There is no exclusion of capital gains for residential rental property or commercial property. Your tax break comes in how the adjusted basis is calculated and in the depreciation you claimed in prior years. You may also take a tax break for a capital loss on property sold below its basis. If you held the property for more than one year, you will pay a 15 percent capital gains tax on the gain that is not due to depreciation. You will pay 25 percent on capital gains on amounts previously taken as a depreciation deduction. This is called a 1250 recapture, to pay tax on previously untaxed income on the property.
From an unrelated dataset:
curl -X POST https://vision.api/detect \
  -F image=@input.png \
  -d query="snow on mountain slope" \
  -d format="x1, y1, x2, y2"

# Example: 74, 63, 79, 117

Calculating Basis and Adjusted Basis for Rentals
Like personal use property, rentals are only taxed on the capital gain. Adjusted basis for rental property is calculated differently. Basis is still the purchase price, or fair market value of property received as inheritance or a gift. You may add in the cost of improvements, remodeling and upgrades. However, if you took depreciation on the property during the time you owned it, you must subtract that amount from the basis. The depreciation was previously excluded from rental income, and now the IRS wants tax back on those amounts.
Example: Rita and Raul own a second home and rent it out. Their adjusted basis is $150,000 and they have accumulated depreciation of $30,000. They sold the property for $250,000. Their total capital gain on the sale is $130,000 ($250,000 – (150,000 adjusted basis – 30,000 depreciation)). However, $30,000 of the gain is recaptured depreciation, which is taxed at 25 percent. The remaining $100,000 of capital gain comes from appreciation in the value of the asset, so it is only taxed at 15 percent.